Elections Canada Clears Skeptics Group of Campaign Wrongdoing

A group of global warming skeptics has been cleared of wrongdoing following an investigation by Elections Canada into radio ads which ran in key Ontario markets during the 2006 election campaign.
Published on October 10, 2008

OTTAWA – A group of global warming skeptics has been cleared of wrongdoing following an investigation by Elections Canada into radio ads which ran in key Ontario markets during the 2006 election campaign.

Two individuals filed complaints alleging that the Friends of Science Society, a group of academics and geologists opposed to the international Kyoto agreement on climate change, had paid for the ads with money from a University of Calgary research account, without registering with Elections Canada as a third-party advertiser.

But Elections Canada indicated in a letter to the Friends of Science lawyer, Gerald Chipeur, on Sept. 4, that it had wrapped up the investigation and would not press charges.

“After completing a preliminary assessment, our office concluded that no further investigation into this matter was warranted based on the information before us at this time,” wrote Patricia Moise, legal counsel at Elections Canada in the letter. “Consequently, the matter was concluded at that stage.”

Last year, the University of Calgary shut down two research accounts set up by Barry Cooper, a professor in its political science department, after discovering that money was being collected from a registered charity and going through the accounts to pay for the ads which attacked the previous Liberal government’s climate change policies and its support for the international Kyoto Protocol.

In separate newsletters, the Friends of Science pledged before the 2006 campaign “to have a major impact on the next election,” and said after the vote that its campaign to influence public policy on climate change was working.

Jean-Claude Bernais, the chief investigator at Elections Canada, concluded that the Friends of Science was not required to register as a third party during the campaign since the radio ads did not fall under the definition of “election advertising.”

“The audio statements do not refer to the election nor do they mention any political party or candidate,” wrote Moise in a separate letter from Sept. 21, 2007, to an individual who filed the initial complaint. “They do not promote or oppose a registered party, or the election of a candidate.

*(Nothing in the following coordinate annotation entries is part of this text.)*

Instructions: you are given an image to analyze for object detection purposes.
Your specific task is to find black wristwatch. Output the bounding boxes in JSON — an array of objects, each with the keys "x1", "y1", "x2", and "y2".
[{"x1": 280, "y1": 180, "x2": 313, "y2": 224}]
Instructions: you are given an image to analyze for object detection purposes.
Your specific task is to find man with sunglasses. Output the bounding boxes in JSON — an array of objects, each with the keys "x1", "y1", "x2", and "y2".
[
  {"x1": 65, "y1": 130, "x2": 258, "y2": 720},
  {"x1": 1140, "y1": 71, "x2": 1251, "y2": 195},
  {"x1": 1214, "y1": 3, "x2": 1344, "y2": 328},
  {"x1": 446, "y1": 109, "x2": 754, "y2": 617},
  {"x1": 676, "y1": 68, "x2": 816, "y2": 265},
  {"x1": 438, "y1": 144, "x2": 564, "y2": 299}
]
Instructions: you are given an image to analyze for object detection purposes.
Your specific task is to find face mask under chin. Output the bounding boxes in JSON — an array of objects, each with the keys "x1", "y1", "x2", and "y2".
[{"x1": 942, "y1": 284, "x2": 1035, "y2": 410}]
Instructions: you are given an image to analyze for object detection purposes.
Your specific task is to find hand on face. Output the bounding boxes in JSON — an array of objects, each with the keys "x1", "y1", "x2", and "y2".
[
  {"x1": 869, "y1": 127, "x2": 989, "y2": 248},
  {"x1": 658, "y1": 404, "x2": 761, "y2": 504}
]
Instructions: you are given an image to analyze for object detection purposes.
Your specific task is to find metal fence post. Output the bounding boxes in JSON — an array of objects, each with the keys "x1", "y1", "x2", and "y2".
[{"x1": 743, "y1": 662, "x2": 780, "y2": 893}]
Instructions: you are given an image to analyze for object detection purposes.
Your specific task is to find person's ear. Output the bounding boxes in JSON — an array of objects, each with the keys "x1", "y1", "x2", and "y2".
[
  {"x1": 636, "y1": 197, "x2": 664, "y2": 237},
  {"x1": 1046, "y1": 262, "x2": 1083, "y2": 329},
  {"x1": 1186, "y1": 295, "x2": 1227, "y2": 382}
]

They take the position that the public have been misled about global warming. To the extent that all of the major parties in the 2006 federal election acknowledged the problem of global warming and were taking steps to address it, though in different ways, (the Liberals, NDP, Bloc Quebecois with the Kyoto accord, and the Conservatives with a Made in Canada approach) it would be difficult to conclude that the audio statements by taking a position on global warming, were targeting one particular party or candidate or a particular party’s policy.”

In Calgary Tuesday, Cooper said he wasn’t at all surprised by the decision from Elections Canada.

“It was a frivolous and vexatious compliant,” Cooper said. “It was also an attempt – fortunately unsuccessful in this instance – of stifling debate.”

Earlier this year, Cooper said he set up the fund but said his work was a legitimate academic pursuit exploring the climate change debate. He said his ties to federal Conservative Leader Stephen Harper have been overstated in the media.